WHEREFORE, the Court GRANTS the petition for review on certiorari; REVERSES and SETS ASIDE the judgment and order rendered, respectively, on February 14, 2012 and January 22, 2013 by the Regional Trial Court, Branch 33, in Davao City in SP. Proc. No. 10, 718-2010; GRANTS the petition for adoption; DECLARES that henceforth, JAN AUREL MAGHANOY BULAYO, is freed from all legal obligations of obedience and maintenance with respect to his biological father, and shall be, to all intents and purposes, the child of the Spouses Mary Jane B. Kimura and Yuichiro Kimura, with his surname to be changed to KIMURA.

Let a copy of this decision be each furnished to the Office of the Solicitor General; the Department of Social Welfare and Development, Regional Office, Region XI, in Davao City; and the Local Civil Registrar of Davao City.
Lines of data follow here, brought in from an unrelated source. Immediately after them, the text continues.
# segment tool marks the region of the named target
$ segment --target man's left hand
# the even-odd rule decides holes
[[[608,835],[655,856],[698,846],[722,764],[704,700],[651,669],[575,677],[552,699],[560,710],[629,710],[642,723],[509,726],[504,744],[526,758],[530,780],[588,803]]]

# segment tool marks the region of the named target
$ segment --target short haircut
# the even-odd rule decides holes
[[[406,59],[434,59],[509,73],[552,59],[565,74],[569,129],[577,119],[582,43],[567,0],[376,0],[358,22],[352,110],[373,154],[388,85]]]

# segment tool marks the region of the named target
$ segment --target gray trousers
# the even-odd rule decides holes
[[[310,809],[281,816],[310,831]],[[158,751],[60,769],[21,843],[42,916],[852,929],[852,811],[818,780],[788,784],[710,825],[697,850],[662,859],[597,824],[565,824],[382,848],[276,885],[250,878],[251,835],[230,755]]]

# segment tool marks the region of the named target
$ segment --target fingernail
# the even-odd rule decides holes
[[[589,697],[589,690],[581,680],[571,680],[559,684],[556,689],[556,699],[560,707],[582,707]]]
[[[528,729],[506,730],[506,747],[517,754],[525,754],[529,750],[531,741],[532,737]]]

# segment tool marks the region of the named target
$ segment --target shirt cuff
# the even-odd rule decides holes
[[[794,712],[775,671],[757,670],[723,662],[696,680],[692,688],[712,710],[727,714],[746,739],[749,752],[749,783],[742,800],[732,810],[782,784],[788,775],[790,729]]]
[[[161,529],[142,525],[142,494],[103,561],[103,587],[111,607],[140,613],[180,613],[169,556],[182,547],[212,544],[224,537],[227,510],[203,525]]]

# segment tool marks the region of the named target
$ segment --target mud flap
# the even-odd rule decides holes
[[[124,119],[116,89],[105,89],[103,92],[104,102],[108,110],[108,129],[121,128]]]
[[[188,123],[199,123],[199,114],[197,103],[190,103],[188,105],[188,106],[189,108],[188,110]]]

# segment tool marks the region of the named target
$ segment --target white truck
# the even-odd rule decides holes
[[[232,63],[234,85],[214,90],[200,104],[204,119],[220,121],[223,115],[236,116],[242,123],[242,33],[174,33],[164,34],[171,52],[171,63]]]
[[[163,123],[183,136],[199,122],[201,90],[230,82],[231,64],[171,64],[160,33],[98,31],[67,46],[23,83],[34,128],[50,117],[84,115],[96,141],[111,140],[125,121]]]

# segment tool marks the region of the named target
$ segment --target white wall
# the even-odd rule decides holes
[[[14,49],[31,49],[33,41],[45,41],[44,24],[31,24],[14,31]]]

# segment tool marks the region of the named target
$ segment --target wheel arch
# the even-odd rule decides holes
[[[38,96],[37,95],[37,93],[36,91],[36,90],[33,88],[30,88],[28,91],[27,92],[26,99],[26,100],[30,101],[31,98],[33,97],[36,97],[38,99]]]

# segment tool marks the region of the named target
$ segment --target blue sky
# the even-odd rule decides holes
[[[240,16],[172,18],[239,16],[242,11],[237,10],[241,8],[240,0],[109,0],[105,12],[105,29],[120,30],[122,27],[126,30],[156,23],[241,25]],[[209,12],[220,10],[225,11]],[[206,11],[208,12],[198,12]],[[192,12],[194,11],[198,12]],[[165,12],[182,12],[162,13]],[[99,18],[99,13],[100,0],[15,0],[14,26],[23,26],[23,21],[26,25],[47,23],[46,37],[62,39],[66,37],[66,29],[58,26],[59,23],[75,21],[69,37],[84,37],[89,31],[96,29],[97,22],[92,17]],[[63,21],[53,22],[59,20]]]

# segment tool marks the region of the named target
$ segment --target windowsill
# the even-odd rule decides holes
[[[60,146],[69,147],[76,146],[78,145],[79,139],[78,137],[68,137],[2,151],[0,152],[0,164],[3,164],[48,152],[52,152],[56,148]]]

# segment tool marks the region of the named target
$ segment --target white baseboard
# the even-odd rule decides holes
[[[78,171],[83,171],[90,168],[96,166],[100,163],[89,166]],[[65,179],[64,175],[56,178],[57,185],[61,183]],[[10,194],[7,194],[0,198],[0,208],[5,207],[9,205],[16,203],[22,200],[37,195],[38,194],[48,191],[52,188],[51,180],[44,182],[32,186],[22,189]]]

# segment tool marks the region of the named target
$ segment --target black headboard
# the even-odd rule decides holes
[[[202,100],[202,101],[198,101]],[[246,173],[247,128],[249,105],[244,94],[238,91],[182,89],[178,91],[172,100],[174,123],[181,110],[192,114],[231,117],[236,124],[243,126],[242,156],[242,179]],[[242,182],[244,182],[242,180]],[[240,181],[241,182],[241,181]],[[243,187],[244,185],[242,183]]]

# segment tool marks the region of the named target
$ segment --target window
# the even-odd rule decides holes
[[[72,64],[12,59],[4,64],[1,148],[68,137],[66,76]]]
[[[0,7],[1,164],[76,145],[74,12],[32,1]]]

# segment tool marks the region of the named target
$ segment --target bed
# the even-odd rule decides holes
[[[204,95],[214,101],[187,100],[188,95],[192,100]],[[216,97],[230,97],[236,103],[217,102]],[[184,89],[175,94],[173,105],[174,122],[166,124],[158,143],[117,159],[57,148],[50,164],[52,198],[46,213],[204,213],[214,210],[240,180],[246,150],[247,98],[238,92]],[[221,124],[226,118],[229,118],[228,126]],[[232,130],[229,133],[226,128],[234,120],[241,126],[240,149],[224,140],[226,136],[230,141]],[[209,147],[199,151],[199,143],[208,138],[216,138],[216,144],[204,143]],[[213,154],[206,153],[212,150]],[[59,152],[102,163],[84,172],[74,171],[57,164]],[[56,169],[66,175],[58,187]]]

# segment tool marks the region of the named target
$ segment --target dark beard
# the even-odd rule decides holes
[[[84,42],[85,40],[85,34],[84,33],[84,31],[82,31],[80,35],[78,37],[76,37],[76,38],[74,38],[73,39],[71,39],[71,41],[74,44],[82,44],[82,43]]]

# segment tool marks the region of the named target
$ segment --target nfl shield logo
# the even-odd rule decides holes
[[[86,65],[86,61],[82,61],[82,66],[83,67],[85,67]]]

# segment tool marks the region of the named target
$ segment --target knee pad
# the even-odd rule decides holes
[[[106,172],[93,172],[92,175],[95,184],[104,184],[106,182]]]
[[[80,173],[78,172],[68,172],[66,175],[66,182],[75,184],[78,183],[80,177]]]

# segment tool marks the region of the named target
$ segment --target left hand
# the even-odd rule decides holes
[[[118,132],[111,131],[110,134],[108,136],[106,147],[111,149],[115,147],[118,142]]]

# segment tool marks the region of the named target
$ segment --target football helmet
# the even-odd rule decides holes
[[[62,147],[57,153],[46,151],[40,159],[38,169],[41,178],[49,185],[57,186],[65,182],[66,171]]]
No pronouncement on costs of suit.


Perlas-Bernabe, Gesmundo, Carandang, and Zalameda, JJ., concur.


1 Rollo, pp. 25-26; penned by Judge Lope L. Calio.

2 Id. at 28.

3 Id. at 218.

4 Id. at 25-26.

5 Id. at 26.

6 Id. at 14.

7 Id. at 15-17.

8 Black's Law Dictionary, Fifth Edition, p. 1158.

9 Macadangdang v. Court of Appeals, G.R. No. L-49542, September 12, 1980, 100 SCRA 73, 89.

10 See Record of the Senate on the Interpellations re: Sen. Santiago's Sponsorship Speech on Senate Bill No. 1523 dated February 5, 1998.

11 Id.

12 Rollo, p. 224.

13 Section 7(b)(ii) is the provision applicable to one who seeks to adopt the legitimate son/daughter of the Filipino spouse;

14 Rollo, p. 21.

15 See

16 Minucher v. Court of Appeals, G.R. No. 142396, February 11, 2003, 397 SCRA 244, 254-255.